Não é incomum que o indiciado durante o Inquérito Policial e especialmente em casos de Prisão em Flagrante venha a negar o fornecimento de dados qualificativos ou mentir sobre eles, especialmente quando já tem vastas passagens criminais anteriores e, especialmente, quando já é procurado pela Justiça devido a Mandado de Prisão pendente. O Direito Material incrimina ambas as condutas. A negativa do fornecimento de dados qualificativos constitui Contravenção Penal prevista no artigo 68, LCP. Por seu turno, o fornecimento de dados falsos pode configurar o crime de Falsa Identidade, conforme consta do artigo 307, CP, isso se o infrator não se utilizar de documentos falsos, quando então incidirá no artigo 304, CP. Há considerável corrente doutrinária apontando para a não incidência dos dispositivos supra mencionados quando o indiciado ou réu assim age para evitar sua responsabilização criminal pessoal, alegando-se legítimo exercício da autodefesa.
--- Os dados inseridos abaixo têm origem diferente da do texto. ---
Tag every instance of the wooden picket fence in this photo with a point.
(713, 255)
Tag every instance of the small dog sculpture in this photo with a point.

Entende-se que a autodefesa somente abrange os questionamentos sobre os fatos em apuração e jamais a identificação do envolvido, mesmo porque, a ser assim, estar-se-ia admitindo a licitude da incriminação de terceiros inocentes para que alguém se livre de imputação, o que não pode ser legítimo nem mesmo para um advogado, constituindo, sem a menor dúvida, crime de denunciação caluniosa (artigo 339, CP). Quanto à sua qualificação o investigado ou réu não tem direito de mentir e nem mesmo de silenciar. Não está acobertado pela autodefesa e nem mesmo pelo Direito ao Silêncio e à não autoincriminação, pois que não se versa sobre o tema em discussão nos autos e sua conduta pode perfeitamente vir a atingir terceiros inocentes. Pense-se no caso de indivíduo que fornece a qualificação de irmão inocente, é condenado, foge e depois ocasiona a prisão do próprio irmão.
Sobre o tema decidiu recentemente o STF, no RE 640.139, consignando que a “autodefesa não protege apresentação de falsa identidade”. O relator, Ministro Dias Toffoli, asseverou que “a apresentação de identidade falsa perante autoridade policial com objetivo de ocultar maus antecedentes é crime previsto no Código Penal (artigo 307) e a conduta não está protegida pelo princípio constitucional da autodefesa (artigo 5º., LXIII, da CF/88)”. O “decisum” não é inédito, apenas reafirmando a jurisprudência já firmada pela Corte Suprema. Além disso, essa decisão do STF veio a alterar o posicionamento do STJ sobre o tema, que era no sentido de reconhecer o legítimo exercício da autodefesa. Após a consolidação do entendimento no STF, o STJ no HC 151.866/RJ, 5ª. Turma, Rel. Min. Jorge Mussi, j. 09.12.2011, DJ 13.12.2011, decidiu que não há mais como sustentar a atipicidade da conduta da falsa identificação como exercício da ampla defesa. O Ministro Mussi afirmou que “o uso de identidade falsa não encontra amparo na garantia de permanecer calado, tendo em vista que esta abrange somente o direito de mentir ou omitir sobre os fatos que são imputados à pessoa e não quanto à sua identificação”. Para o relator, “o princípio constitucional da autodefesa não alcança aquele que se atribui falsa identidade perante autoridade policial com o objetivo de ocultar maus antecedentes”. No alinhamento com a posição do STF, afirmou-se ainda que, “embora o direito à liberdade seja importante garantia individual, seu exercício não é absoluto e encontra barreiras em normas de natureza penal”. Consigne-se ainda que o artigo 313, Parágrafo Único, CPP, ao permitir, a partir da Lei 12.403/11, a prisão preventiva quando houver dúvida sobre a identidade da pessoa ou quando esta não fornecer elementos suficientes para esclarecê-la, está a indicar que o direito ao silêncio não abarca realmente os dados qualificativos, mas tão somente a matéria de fato.